Nonostante l’opposizione dei parrocchiani la chiesa di san Vito nel 1552 fu demolita e quindi i monaci si erano già trasferiti nella nuova sede e lì avevano portato il fonte battesimale. L’abbattimento della chiesa di san Vito avvenne in seguito della decisione della Repubblica di Venezia di fare demolire tutti gli edifici che potessero essere di ostacolo alla possibile costruzione di opere di fortificazione per la salvaguardia delle mura, decisione del 1509; in realtà, poiché il progetto non fu mai attuato, la demolizione avvenne più tardi quando ormai l’edificio era in rovina e le pietre furono impiegate per erigere il campanile della nuova chiesa parrocchiale. Il 12 settembre 1771 il monastero di santa Lucia, su ordine del governo della Repubblica di Venezia, fu soppresso, sorte che toccò a molti altri, ma la chiesa restò aperta al pubblico e i monaci, trasferiti a Murano, continuarono a nominare il parroco. A seguito dei famosi decreti napoleonici la parrocchia fu assegnata alla chiesa di santa Maria in Araceli. Nel 1830 i frati Minori, con l’autorizzazione dell’imperatore d’Austria, acquistava il convento che tuttora li ospita e dopo un periodo di allontanamento tra il 1866 ed il 1899 causato dalla soppressione degli ordini e delle congregazioni religiose decretata con regio decreto 3036 del 7 luglio 1866 del Regno d’Italia a cui il Veneto era stato annesso, continuarono a gestirlo fino ai giorni nostri.

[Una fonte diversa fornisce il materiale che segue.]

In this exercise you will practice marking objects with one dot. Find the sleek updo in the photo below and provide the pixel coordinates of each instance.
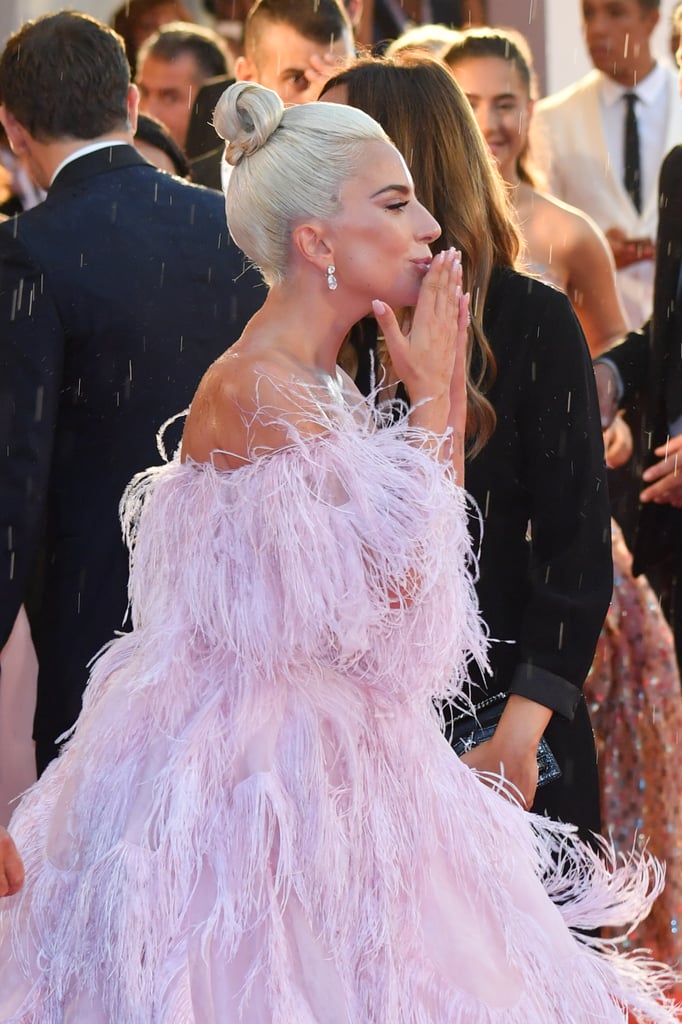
(288, 165)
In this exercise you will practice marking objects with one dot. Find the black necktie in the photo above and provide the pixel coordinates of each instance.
(673, 368)
(632, 167)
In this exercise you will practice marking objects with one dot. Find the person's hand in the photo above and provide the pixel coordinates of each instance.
(515, 776)
(606, 393)
(512, 750)
(628, 251)
(665, 478)
(425, 354)
(617, 443)
(11, 867)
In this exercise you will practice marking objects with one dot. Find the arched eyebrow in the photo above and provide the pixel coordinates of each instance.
(402, 189)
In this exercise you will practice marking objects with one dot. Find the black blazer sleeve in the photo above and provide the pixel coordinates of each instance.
(31, 363)
(631, 358)
(548, 554)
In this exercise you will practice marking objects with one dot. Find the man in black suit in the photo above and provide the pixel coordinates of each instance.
(292, 47)
(647, 366)
(116, 294)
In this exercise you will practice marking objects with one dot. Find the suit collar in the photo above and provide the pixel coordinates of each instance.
(110, 159)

La chiesa: cosa si sa e cosa rimane

Particolare della parte inferiore del Crocifisso

Trattandosi di un edificio che da circa mezzo millennio non esiste più, non è possibile sapere come si presentava, probabilmente rispecchiava le modalità costruttive e le forme strutturali del momento in cui fu eretta, e gli interventi di restauro o di rinnovamento avvenuti nei secoli successivi seguirono le diverse sensibilità del tempo in cui furono eseguiti. Poco sappiamo dell’arredo, parte del quale probabilmente andò perduto e parte fu portato nella chiesa di santa Lucia, in particolare si sa di un crocefisso di grandi dimensioni del XIII secolo per quanto riguarda la figura del Cristo e del XIV secolo per la croce, scolpito in legno di pioppo intagliato, policromo, di scultore di area veneta, passato dapprima dalla chiesa di san Vito a quella di santa Lucia e infine alla chiesa di Araceli in Cristo Re.

In sintesi

E’ difficile ricavare notizie sulla vita della comunità di san Vito oltre a quelle già riportate nelle note precedenti. Ci sono due fatti di grande rilievo da porre in evidenza: il primo è la costituzione nel 1204 della prima università del Veneto, come sopra riportato.

Nel 1404 Vicenza si era data alla Repubblica di Venezia e, contando su questo, qualche anno dopo i vicentini inviarono una supplica all’allora doge Michele Steno perché fosse ripristinata l’università, ma Venezia rispose negativamente. Il secondo fatto di rilievo sta nei continui cambiamenti di proprietà avvenuti nel corso dei secoli (in origine longobarda, poi carolingia, quindi di proprietà imperiale, poi donata al vescovo di Vicenza, da questi assegnata al capitolo della cattedrale; passata ai Benedettini, poi sede di università e in seguito insediata dai Camaldolesi che infine si trasferirono a santa Lucia). Riguardo alla fine di quel complesso: c’è da chiedersi se la Repubblica di Venezia non avesse potuto progettare opere difensive senza toccare l’antica abbazia; una domanda che non ha risposta dal momento che il progetto della Serenissima non ha avuto seguito.